She had finished with the bottles and was now grabbing at rolls of materials, tearing at the stuff with her claws. But her first assault had brought a response from the owner of the post. Charis was brushed aside with a force which sent her back against the long table as Jagan burst in from the corridor and hurled himself at the frantic woman, his arms clamping hers tight to her body though she threshed and fought in his grasp, her teeth snapping as her head turned back and forth trying for a wolfish-fang grip on her captor. She was screaming, high, harsh, and totally without mind.

Two more men came on the run, one from outside, the other—whom Charis recognized as the one who had brought her the food—from the corridor. But it took all three of them to control Sheeha.

She cried as they looped a length of unrolled fabric about her, imprisoning her arms against her body, making her into a package.

“The dreams—not the dreams—not the snakes!” The words broke from her as a plea.

Charis was surprised to see the emotion on Jagan’s face. His hands rested gently on Sheeha’s shoulders as he turned her around to face, not the interior corridor of the post but the outer door.

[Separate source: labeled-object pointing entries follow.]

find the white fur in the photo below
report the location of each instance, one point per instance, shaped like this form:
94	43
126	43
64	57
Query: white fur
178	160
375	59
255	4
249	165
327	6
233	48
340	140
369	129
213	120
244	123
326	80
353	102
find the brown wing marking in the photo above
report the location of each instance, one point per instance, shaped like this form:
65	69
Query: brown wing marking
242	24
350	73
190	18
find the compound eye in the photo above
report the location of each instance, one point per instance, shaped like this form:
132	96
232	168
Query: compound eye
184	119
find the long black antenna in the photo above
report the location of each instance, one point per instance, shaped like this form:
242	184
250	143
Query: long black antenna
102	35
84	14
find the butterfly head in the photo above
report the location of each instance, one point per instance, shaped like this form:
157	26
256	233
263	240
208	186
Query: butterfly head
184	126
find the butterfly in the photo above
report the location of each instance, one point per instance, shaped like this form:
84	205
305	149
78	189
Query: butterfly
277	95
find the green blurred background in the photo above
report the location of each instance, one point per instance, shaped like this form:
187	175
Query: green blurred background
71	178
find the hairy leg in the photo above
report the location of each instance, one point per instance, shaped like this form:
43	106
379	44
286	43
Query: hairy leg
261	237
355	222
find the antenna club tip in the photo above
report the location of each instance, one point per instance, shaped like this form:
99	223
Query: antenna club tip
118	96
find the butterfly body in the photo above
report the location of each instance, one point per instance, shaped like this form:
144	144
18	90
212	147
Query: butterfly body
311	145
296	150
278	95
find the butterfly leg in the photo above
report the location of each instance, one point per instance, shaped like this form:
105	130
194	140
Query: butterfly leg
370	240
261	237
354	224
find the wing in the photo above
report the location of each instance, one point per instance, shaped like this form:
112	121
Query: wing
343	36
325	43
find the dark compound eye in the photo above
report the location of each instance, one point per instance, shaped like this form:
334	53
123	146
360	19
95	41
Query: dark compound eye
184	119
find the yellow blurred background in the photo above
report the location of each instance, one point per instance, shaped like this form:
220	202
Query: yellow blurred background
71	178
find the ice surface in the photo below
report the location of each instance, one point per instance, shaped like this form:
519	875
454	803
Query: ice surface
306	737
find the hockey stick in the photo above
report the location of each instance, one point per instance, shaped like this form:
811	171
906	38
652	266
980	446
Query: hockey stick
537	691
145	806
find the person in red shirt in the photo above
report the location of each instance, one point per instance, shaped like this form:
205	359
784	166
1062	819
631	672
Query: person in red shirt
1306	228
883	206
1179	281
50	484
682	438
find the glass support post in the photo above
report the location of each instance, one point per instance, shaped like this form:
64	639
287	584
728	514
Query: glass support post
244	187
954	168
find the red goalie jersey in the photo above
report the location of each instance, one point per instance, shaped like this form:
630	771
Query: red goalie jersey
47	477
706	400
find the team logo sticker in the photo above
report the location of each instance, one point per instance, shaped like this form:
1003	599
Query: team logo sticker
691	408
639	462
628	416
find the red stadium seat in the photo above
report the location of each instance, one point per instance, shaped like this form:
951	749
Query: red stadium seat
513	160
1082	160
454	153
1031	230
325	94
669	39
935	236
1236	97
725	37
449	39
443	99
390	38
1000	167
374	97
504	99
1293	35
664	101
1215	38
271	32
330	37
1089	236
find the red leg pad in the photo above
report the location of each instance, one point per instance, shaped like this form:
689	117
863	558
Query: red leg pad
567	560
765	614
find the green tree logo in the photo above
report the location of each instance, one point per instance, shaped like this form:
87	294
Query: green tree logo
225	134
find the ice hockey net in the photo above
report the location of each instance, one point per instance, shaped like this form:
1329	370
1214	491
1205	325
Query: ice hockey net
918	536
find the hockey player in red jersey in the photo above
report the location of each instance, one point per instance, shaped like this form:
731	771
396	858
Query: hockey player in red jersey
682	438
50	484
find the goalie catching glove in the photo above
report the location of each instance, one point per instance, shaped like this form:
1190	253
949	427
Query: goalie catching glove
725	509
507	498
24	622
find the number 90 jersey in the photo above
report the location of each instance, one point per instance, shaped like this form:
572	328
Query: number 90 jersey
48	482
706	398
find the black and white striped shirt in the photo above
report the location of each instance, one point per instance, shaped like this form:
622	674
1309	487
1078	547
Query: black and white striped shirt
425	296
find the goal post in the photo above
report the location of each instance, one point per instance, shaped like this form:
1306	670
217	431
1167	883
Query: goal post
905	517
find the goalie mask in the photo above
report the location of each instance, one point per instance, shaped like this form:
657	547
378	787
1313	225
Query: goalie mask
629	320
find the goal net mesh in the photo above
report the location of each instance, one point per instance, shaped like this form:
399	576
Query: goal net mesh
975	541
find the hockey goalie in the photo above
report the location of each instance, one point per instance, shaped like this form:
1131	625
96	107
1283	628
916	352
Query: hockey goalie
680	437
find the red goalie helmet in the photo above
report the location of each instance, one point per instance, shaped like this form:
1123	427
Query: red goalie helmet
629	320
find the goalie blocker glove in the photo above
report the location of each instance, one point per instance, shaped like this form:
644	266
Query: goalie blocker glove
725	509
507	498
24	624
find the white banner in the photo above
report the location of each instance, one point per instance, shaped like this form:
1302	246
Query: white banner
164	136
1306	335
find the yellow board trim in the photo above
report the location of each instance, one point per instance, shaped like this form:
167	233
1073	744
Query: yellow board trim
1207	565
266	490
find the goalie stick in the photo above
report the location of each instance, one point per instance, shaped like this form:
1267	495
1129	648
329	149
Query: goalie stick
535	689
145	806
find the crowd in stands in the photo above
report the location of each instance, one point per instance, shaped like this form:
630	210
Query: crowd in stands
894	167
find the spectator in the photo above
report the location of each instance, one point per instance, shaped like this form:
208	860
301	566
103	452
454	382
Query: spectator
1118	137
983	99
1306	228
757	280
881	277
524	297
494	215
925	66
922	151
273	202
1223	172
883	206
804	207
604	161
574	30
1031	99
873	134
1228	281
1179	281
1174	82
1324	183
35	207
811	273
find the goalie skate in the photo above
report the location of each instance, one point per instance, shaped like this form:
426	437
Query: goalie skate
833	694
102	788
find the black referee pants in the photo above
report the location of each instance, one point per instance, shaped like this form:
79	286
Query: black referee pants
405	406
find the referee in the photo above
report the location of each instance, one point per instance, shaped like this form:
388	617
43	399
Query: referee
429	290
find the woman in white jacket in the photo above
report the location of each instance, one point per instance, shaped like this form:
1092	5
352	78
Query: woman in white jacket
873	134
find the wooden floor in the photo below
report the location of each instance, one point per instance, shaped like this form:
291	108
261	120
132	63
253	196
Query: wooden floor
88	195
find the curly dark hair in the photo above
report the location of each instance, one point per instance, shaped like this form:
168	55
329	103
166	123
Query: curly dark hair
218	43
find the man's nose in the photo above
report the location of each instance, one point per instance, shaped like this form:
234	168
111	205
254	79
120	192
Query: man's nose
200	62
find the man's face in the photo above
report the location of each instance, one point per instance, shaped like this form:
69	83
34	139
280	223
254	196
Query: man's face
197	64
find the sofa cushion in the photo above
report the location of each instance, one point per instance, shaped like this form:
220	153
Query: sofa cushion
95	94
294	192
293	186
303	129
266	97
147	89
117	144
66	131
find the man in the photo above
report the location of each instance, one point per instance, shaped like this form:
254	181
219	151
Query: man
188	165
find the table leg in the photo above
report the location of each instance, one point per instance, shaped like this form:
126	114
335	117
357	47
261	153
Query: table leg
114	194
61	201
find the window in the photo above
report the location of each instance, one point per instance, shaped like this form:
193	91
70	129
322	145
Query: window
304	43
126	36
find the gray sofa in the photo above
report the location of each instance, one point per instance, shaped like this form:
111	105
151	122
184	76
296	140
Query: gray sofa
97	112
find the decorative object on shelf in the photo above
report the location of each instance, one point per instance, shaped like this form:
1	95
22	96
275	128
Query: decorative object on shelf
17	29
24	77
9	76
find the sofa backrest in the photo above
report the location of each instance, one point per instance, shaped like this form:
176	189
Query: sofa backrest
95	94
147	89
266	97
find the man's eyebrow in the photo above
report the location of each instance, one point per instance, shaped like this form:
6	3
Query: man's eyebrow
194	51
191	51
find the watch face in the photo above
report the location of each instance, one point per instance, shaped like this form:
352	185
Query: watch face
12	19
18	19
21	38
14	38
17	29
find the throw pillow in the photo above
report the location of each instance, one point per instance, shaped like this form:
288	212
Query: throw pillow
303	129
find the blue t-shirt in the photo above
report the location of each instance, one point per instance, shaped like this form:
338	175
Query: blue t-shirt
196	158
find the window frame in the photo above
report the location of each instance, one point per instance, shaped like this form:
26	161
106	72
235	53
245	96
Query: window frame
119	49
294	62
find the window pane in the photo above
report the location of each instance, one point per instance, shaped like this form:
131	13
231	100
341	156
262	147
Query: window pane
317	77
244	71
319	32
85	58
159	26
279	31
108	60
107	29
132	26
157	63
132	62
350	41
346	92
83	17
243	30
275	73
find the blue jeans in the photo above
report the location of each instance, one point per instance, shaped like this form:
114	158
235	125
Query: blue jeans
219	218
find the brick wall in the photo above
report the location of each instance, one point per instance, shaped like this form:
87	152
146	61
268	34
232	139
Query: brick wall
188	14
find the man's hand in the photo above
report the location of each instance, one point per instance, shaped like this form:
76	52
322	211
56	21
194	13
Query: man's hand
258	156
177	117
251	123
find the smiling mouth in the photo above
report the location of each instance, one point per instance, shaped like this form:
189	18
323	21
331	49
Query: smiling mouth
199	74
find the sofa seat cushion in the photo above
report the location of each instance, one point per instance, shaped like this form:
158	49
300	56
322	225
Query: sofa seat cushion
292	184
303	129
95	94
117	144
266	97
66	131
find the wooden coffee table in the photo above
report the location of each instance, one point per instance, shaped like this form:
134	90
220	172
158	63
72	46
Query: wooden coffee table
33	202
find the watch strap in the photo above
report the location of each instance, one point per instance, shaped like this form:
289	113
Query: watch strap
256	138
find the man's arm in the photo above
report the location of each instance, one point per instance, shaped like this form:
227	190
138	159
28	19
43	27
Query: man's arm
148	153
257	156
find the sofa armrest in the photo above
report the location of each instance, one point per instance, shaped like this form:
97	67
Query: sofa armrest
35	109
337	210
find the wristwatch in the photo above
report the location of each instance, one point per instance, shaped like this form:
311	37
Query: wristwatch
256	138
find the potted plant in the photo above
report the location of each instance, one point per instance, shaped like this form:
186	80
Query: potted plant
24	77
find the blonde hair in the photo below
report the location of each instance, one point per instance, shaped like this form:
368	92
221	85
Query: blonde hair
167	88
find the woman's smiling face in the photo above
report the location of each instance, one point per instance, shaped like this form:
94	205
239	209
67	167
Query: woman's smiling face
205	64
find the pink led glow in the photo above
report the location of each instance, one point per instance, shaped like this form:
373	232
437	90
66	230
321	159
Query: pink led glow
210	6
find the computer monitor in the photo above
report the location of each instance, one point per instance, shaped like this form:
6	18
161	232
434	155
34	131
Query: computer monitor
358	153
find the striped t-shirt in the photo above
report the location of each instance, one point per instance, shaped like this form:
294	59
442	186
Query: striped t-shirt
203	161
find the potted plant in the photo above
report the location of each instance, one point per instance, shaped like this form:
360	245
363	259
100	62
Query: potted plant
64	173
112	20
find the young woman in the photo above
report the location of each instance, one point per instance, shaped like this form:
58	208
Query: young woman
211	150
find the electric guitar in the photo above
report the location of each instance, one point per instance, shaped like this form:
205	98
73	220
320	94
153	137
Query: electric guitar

“She goes to the ship,” he said. “Maybe there . . .” He did not complete that sentence but, steering the woman before him, he went out into the night.

The overwhelming odors of the spilt perfumes were thick enough to make Charis sneeze. Trails of trade fabrics cascaded down from the second shelf Sheeha had striven to clean off. Mechanically Charis went over to loop the material up from the mess on the floor, circling about the glass shards which were still visible in the powder Sheeha’s boots had ground.

“You—” She glanced up as the man by the table spoke. “You’d better go back now.”

Charis obeyed, glad to be out of the wreckage. She was shivering as she sat down upon her cot once again, trying to understand what had happened. Jagan said he needed a woman to contact the natives. But before Charis’s coming there had already been a woman here—Sheeha. And that Sheeha was to the captain something more than a tool Charis was sure, having watched his handling of her frenzy.

The snakes—the dreams? What had moved Sheeha to her wild talk and acts? Charis’s own first impression of Warlock, that it was not a world to welcome her kind—was that the truth and not just a semiconscious, emotional reaction to certain landscape coloring? What was happening here?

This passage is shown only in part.